If we could find some way to deal with our own self serving sense of importance, accept the reality that we are on borrowed time, and understand the fundamental responsibility of the more fortunate to help the less fortunate as the basis for ethics, then the earth and all the species on it, would have a more peaceful, contented existence. Quality of life not only counts, but is the primary goal of every species. We can be collectively very significant, what we cannot be is individually significant. If Lincoln had not freed the slaves, someone else at some point would have, if the Wright Brothers had not invented the airplane, someone else would have, if women had not achieved the right to vote when they did, they would have achieved it at some other point. Evolution moves on, and moves in a direction which is independent of any particular person’s contribution. 

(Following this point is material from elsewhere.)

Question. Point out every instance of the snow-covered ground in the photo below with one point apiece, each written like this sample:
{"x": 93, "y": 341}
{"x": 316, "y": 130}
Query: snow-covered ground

So there we have it in a nutshell: it is the evolutionary process which is important, not any individuals of the process. Individuals can affect the Timing, but not the direction of evolution. Remember, Time stays, individuals go. There is no sanctity of life for individuals of any species, just a sanctity of life for the evolutionary process. Life continues and every living cell comes from another living cell and always has from the beginning of time. Life just keeps passing from one form to another, endlessly, over time, using the same basic building blocks, just rearranging them in billions of ways to create diversity and improvement.  It is never good vs evil or God vs the Devil but the useful vs the useless. What is new with the human species is an inherent ethical nature which makes it possible for even the useless to achieve some degree of personal contentment——a sort of dog eat dog as a kinder, more civilized version. Thus with our species, we get the survival of the fittest (in the broadest sense of the term) along with mercy for the less fit.  At least the potential is there but ethics is still in the developing stage.